Hanjalic is de eerste om toe te geven dat zijn systeem nog verre van volmaakt is. Films die zich onttrekken aan de conventies zijn moeilijk te classificeren. Een kannibaal die ijselijk kalm iemands hersens leeglepelt, onlangs vertoond in de film Hannibal, glipt langs de criteria voor opwinding. Er is dan ook nog een hele weg te gaan voordat een werkbaar systeem ontstaat.
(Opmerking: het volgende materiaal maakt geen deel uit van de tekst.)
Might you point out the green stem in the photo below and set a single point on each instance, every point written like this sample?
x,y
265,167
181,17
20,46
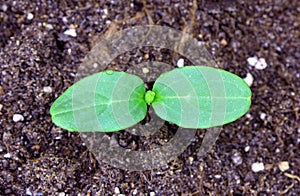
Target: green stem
x,y
149,97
‘Ik ben ervan overtuigd dat dit de toekomst heeft’, zegt Hanjalic. ‘Een van de belangrijkste dingen die nog moet gebeuren is het ontwikkelen van meer features om een betere classificatie van de emoties te krijgen. Ook zullen er tests met gebruikers moeten komen om vast te stellen hoe goed de mening van het systeem overeenkomt met de indrukken van de kijkers.’

Eerder verschenen in Delft Integraal nr 3, 2001.